Being of tender years and of insignificant stature he was condemned to flogging and seven years in a Reformatory School. He was too juvenile for the Aden Jail. The Reformatory School nearest to Aden is at Duri in India, and thither, in spite of earnest prayers that he might go to hard labour in Aden Jail like a man and a Somali, was Moussa Isa duly transported and therein incarcerated.
At the Duri Reformatory School, Moussa Isa was profoundly miserable, most unhappy, and deeply depressed by a sense of the very cruellest injustice.
For here they simply did not know the difference between a Somal and a woolly-haired dog of a negro. They honestly did not know that there was a difference. To them, a clicking Bushman was as a Nubian, an earth-eating Kattia as a Kabyle, a face-cicatrized, tooth-sharpened cannibal of the Aruwimi as a Danakil,—a Hubshi as a Somal. They simply did not know. To them all Africans were Hubshis (just as to an English M.P. all the three or four hundred millions of Indians are Bengali babus). They meant no insult; they knew no better. All Africans were black niggers and every soul in the place, from Brahmin to Untouchable, looked down upon the African, the Black Man, the Nigger, the Cannibal, the Hubshi, sent from Africa to defile their Reformatory and destroy their caste.
Here, the proud self-respecting Moussa, jealous champion of the honour of his, to him, high and noble race, found himself a god-send to the Out-castes, the Untouchables, the Depressed Classes, Mangs, Mahars, and Sudras,—they whose touch, nay the touch of whose very shadow, is defilement! For, at last, they, too, had some one to look down upon, to despise, to insult. After being the recipients-of-contempt as naturally and ordainedly as they were breathers-of-air, they at last could apply a salve, and pass on to another the utter contempt and loathing which they themselves received and accepted from the Brahmins and all those of Caste. They had found one lower than themselves. Moussa Isa of the Somali was the out-cast of out-casts, the pariah of pariahs, prohibited from touching the untouchables, one of a class depressed below the depressed classes—in short a Hubshi!
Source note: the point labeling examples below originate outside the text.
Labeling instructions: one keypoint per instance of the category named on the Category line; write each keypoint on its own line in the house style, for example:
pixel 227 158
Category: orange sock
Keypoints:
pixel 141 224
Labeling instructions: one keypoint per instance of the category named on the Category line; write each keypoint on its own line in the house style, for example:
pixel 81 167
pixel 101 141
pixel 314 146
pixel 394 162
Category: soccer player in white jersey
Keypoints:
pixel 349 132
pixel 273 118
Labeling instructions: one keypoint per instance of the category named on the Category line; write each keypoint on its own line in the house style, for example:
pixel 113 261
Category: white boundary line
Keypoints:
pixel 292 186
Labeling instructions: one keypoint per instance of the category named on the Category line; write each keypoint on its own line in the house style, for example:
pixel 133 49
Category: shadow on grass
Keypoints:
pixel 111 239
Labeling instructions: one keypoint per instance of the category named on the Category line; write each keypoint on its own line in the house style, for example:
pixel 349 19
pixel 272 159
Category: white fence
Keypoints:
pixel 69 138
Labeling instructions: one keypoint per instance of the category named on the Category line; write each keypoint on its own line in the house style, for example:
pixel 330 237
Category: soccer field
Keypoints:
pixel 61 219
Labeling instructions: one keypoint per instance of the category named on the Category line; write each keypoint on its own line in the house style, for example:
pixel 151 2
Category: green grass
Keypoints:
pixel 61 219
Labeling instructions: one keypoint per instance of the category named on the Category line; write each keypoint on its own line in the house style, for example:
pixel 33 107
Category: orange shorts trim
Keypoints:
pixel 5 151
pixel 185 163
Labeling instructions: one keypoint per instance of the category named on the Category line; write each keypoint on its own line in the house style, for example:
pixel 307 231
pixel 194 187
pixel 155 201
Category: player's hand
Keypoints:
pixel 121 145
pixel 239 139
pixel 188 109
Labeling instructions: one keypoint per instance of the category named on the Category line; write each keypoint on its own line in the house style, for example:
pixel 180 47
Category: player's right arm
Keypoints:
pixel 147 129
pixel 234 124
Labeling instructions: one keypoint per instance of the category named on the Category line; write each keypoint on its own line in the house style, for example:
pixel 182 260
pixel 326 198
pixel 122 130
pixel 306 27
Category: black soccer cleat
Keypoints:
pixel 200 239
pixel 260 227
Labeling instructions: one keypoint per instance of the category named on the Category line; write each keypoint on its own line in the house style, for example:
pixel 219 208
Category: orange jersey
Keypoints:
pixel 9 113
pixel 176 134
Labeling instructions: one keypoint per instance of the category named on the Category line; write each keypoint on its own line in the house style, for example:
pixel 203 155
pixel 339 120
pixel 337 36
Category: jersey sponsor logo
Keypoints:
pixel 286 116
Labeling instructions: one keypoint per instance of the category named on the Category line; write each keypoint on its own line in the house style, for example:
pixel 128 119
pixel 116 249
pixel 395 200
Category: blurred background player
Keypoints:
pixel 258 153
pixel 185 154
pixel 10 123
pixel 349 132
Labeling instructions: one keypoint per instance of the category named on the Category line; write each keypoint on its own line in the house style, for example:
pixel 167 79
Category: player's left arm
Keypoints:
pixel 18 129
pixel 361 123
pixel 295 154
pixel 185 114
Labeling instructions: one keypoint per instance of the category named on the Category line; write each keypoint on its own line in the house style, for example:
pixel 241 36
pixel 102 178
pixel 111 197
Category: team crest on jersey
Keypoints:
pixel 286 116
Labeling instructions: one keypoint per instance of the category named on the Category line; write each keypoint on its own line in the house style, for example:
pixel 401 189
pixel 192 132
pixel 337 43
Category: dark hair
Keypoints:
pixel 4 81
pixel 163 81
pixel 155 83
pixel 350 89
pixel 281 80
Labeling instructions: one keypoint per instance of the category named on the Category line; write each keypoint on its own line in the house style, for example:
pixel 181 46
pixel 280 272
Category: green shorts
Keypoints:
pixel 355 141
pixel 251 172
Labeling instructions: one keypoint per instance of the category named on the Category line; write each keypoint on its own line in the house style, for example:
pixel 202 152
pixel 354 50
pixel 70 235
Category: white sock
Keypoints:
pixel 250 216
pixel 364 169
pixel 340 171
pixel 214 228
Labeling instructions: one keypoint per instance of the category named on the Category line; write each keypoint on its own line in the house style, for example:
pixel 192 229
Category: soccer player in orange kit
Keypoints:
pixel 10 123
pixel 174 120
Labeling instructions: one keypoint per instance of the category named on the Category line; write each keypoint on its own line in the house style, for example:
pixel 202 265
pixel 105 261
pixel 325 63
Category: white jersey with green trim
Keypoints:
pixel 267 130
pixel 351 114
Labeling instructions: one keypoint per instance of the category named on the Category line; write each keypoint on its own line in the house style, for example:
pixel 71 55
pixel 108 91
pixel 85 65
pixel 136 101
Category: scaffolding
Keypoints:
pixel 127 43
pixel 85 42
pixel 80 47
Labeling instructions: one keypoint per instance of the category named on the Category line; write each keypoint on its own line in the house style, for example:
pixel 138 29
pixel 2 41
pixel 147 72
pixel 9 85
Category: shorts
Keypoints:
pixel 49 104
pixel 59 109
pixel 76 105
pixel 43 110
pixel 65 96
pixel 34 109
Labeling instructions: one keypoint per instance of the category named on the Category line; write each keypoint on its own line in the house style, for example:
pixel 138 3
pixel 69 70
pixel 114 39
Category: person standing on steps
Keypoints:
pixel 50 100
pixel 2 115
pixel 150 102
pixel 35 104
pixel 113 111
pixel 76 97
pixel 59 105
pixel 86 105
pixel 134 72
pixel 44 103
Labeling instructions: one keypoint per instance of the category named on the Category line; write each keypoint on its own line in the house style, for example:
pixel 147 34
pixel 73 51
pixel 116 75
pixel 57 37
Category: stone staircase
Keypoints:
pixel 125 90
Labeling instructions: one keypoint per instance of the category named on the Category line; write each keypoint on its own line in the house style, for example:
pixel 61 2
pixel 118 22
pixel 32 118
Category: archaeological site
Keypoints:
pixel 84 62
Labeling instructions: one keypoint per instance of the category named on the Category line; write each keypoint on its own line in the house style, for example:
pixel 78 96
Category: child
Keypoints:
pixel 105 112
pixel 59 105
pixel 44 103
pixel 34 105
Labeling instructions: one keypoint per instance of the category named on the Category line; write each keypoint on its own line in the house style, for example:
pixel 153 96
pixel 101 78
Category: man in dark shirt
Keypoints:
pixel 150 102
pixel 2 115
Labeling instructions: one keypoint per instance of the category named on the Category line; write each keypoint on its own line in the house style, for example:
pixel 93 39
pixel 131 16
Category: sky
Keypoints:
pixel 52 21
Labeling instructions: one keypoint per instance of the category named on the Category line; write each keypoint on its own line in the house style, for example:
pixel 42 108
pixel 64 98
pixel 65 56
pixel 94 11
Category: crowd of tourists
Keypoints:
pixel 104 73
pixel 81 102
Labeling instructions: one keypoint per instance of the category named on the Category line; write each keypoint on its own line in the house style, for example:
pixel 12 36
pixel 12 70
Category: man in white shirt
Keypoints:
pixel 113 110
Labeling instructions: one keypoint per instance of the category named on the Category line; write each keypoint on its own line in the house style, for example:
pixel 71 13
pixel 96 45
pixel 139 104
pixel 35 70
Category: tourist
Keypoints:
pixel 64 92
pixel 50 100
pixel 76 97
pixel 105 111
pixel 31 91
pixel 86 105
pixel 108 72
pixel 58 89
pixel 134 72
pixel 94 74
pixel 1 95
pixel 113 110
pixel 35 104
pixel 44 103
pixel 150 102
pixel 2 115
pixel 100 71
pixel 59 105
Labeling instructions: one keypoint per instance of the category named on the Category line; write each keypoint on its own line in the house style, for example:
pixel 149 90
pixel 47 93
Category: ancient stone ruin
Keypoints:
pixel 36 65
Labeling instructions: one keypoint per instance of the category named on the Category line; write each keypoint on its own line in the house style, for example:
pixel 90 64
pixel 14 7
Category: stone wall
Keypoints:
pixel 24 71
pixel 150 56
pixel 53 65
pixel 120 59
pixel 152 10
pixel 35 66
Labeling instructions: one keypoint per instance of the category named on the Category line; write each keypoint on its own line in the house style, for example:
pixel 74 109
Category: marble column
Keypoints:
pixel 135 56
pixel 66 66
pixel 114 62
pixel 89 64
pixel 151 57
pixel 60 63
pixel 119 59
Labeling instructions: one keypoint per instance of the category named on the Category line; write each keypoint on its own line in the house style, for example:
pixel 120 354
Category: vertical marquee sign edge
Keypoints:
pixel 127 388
Even a broad-nosed, foreheadless, blubber—lipped aborigine from the hill-jungles objected to his presence!
In the small, self-contained, self-supporting world of the Reformatory, it was Moussa Isa against the World. And against the World he stood up.
It had to learn the difference between a Somali and a Hubshi at any cost—the cost of Moussa’s life included.
What added to the sorrow of the situation was the realization of how charming and desirable a retreat the place was in itself,—apart from its ignorant and stupid inhabitants.